Денька два проскитался я по огородам, по клуням. Об эту пору дело было, старой осенью. Попадается мне какая-то хуторянка, не помню, и спрашивает: «Что огинаешься? Домой не идешь? На вашего Жорку смертная бумага приспела». Ай, думаю, брешет? Прихожу. С анбончика[29]29
Анбончик (южн. диал.) – мощеная площадка перед крыльцом.
[Закрыть] слышу: мать криком кричит… Давай, Яшка, помянем добрых людей и родичей. Без чоканья, – предупредил Михаил Кузьмич.
– Был у меня на фронте закадычный друг. Гладилин Антип. Настоящий казак. Балагур под стать тебе. Спас меня, когда из окружения вдвоем выбирались. А сам погиб…
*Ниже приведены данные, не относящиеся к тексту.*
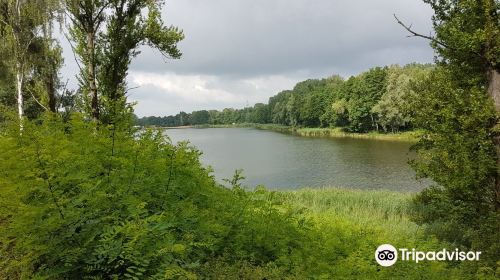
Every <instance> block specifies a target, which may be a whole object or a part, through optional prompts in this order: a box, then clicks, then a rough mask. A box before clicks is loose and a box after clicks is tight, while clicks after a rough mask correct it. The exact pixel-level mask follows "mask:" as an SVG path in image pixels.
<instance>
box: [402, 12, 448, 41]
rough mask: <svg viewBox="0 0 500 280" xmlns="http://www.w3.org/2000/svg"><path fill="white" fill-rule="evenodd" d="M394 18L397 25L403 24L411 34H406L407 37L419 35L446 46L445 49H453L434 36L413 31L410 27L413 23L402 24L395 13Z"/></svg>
mask: <svg viewBox="0 0 500 280" xmlns="http://www.w3.org/2000/svg"><path fill="white" fill-rule="evenodd" d="M394 18H395V19H396V21H397V22H398V24H399V25H401V26H403V28H404V29H406V31H408V32H410V34H411V35H410V36H408V37H420V38H424V39H427V40H430V41H432V42H434V43H436V44H438V45H440V46H442V47H444V48H446V49H451V50H453V48H452V47H450V46H448V45H446V44H445V43H443V42H441V41H439V40H437V39H436V38H434V37H432V36H426V35H422V34H419V33H417V32H415V31H413V30H412V29H411V27H412V26H413V25H412V24H410V26H408V25H406V24H404V23H403V22H402V21H401V20H399V18H398V17H397V16H396V14H394Z"/></svg>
– Ну, тогда поведу я речь про гражданскую войну. И перво-наперво про то, как оженился.
– А где ж тетка Варвара?
– Баталиным харчей понесла… Зараз тяжко, но понятно, кто с кем воюет. А в восемнадцатом году сам черт путал. Чистое братоубийство! Да. Я уже, стало быть, парубковал. Крайний к нашему хутору был Шмыгинский. На посиделки сходились у одной вдовы, до мужиков охочей. Подружки при ней такие ж, слабые на передок. Вобчем, танцы, манцы, зажиманцы. То с одной побалуешь, то с другой. Одно озорство и грех, а сердце – пустое. Чувствую, пора оберечься, а то либо сопьюсь, либо дурную болесть подцеплю. Вдруг встречаю на вечеринке новую девицу. «Кто такая?» – интересуюсь. «Возвернулась из Шахт. У барыни служила. Зовут Варей». Стал закидывать удочки. Оком не ведет, гармошкой заслушалась. «А ну, – говорю гармонисту, – тронь «Казачка». Заиграл. Выхожу я на середку комнаты. Рубашку под пинжаком одернул и тактично припеваю. Голосом и слухом бог меня не обидел. Пою-выговариваю, а сам сапог кидаю на пол, пристукиваю в лад. Стали барышни и парни подниматься, в кружок пристраиваться. Я перед Варей ястребом хожу! Сидит. Рукой маню! Брови насупила и отвернулась. Э, думаю, видали мы таких недотрог. Надо ее подпоить. Ежели баба одурманеет, сама в сети идет…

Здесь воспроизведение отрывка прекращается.